Helyum, dünyadaki en mahdut elementlerden birisidir. Sadece ABD ve Kanada’daki, az sayıda doğal gaz kuyusunda, kullanıma uygun konsantrasyonlarda bulunur. Ancak Amerikan Kongresi ve şu anki hükümet, bu gazın israf edilircesine kullanılmasına göz yummaktadır. Amerika’daki bilimsel araştırma merkezlerinden bir kısmı, ekonomik ve teknolojik açıdan dar görüşlülük arz eden bu politikayı eleştirmektedir. Pittsburg Üniversitesi’nden Edward Gerjuoy ise, meselenin ahlaki boyuluna dikkat çekerek, ‘Gelecek nesiller için çok kıymetli bir maddenin, bugünkü nesiller tarafından israf edilmesi çok yanlış bir girişimdir” demektedir. Helyum, yeryüzünün iç katmanlarında yer alan radyoaktif elementler tarafından neşredilen alfa parçacıklarından yaratılır. Bu parçacıklar, hetyum atomlarının çekirdeklerini oluştururlar. İnsanların ihtiyaçlarına karşılık, İlahi bir kader programıyla kendilerine ihsan edilen nimetlerden biri olan helyum, milyonlarca yıl süren bir serüvenden sonra yeraltı rezervuarlarında toplanmıştır. Eğer böyle bir İlahi takdirle helyum atomları, bu tür “depo”larda toplanmasaydı, bu gazdan istifade etmemiz de mümkün olmayacaktı.

Her yıl belli şirketler, yaklaşık 10 milyon metreküp helyum çıkarmaktadır. Doğal gaz yandığında hemen hemen aynı miktarda helyum atmosfere karışmaktadır. Bu gaz kullanıldıktan sonra havadan tekrar alınması için çok büyük enerji ve sermaye gereklidir.

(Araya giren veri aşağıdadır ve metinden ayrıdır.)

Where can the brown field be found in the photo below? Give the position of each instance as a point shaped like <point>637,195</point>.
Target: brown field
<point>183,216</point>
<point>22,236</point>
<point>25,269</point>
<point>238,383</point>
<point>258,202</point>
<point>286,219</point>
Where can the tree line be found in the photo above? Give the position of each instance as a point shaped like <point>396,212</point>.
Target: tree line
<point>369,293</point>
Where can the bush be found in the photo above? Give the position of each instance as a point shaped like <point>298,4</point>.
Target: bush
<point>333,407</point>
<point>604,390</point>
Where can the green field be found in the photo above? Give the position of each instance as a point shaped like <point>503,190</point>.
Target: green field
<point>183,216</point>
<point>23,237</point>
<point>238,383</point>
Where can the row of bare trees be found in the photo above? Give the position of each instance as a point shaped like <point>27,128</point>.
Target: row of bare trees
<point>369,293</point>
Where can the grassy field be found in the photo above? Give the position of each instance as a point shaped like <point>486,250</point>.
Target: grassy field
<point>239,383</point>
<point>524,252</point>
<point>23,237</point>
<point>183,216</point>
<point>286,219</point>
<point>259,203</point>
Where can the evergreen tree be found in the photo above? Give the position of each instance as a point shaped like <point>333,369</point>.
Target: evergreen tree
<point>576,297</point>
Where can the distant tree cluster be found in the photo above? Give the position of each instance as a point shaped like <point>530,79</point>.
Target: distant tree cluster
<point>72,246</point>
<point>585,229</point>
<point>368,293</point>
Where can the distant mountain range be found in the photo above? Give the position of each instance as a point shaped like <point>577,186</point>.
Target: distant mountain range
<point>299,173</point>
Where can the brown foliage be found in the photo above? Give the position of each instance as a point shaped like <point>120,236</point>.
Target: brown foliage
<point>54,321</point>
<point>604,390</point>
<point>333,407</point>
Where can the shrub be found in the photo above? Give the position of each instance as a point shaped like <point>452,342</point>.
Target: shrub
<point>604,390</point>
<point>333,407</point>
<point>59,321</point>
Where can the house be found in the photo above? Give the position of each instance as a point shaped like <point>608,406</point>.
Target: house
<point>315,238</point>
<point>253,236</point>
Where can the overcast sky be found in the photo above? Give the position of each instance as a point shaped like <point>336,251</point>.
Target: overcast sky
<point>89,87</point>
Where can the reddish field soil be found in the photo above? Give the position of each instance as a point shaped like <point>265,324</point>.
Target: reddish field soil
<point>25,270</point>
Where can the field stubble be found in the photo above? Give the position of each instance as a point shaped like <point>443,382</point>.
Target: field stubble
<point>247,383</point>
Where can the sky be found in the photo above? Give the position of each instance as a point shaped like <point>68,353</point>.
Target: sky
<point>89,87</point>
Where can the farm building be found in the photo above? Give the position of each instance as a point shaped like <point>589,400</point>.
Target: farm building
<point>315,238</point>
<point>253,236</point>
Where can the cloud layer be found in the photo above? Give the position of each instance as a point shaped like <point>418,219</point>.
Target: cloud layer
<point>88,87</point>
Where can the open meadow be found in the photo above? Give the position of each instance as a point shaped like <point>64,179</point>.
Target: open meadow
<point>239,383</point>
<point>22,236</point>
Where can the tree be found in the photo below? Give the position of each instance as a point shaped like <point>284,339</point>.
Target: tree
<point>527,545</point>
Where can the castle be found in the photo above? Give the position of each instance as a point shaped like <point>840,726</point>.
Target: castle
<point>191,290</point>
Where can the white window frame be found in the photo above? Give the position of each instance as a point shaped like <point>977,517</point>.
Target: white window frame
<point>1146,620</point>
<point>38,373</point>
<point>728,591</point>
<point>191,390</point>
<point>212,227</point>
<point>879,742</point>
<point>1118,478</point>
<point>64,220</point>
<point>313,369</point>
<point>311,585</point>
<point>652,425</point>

1960’lı yıllarda helyumun stratejik öneminin farkına varan ABD hükümeti, Texas Amarillo yakınlarındaki Cliffside gaz sahasında, bir rezerv deposu yapılmasını kararlaştırdı. Ancak daha sonra Kongre, depolanan bütün helyumun satılması için çalışma başlattı.

Colorado Üniversitesi’nde fizikçi olarak görev yapan Gordon Dunn, helyuma yapılan bu “saldırı”nın, onun kıymetini bilmemekten kaynaklandığını belirtmektedir. Bu gazın yaklaşık dörtte biri sıvılaştırılarak tıp, fizik ve astronomi ile ilgili, çok düşük sıcaklıklar gerektiren deneylerde kullanılır. Başka hiçbir element, sıvı helyumun sahip olduğu bu düşük sıcaklık derecesine ulaşamaz. Çoğu süper iletken de ancak böyle bir derecede fonksiyon gösterebilmektedir. Balonlarda, kaynak işlemlerinde ve çok saf üretim tekniklerinde de helyumdan istifade edilir.

Şu anda helyum talebi, senede % 10 nisbetinde artmaktadır. 2015 yılından önce mevcut helyumun çoğunun tükeneceği tahmin edilmektedir. Bu gaza alternatif madde veya tekniklerin keşfedilebileceği ihtimaline rağmen, mevcut imkanların insanlık yararına optimum şekilde değerlendirilmesi her zamanki dileğimizdir.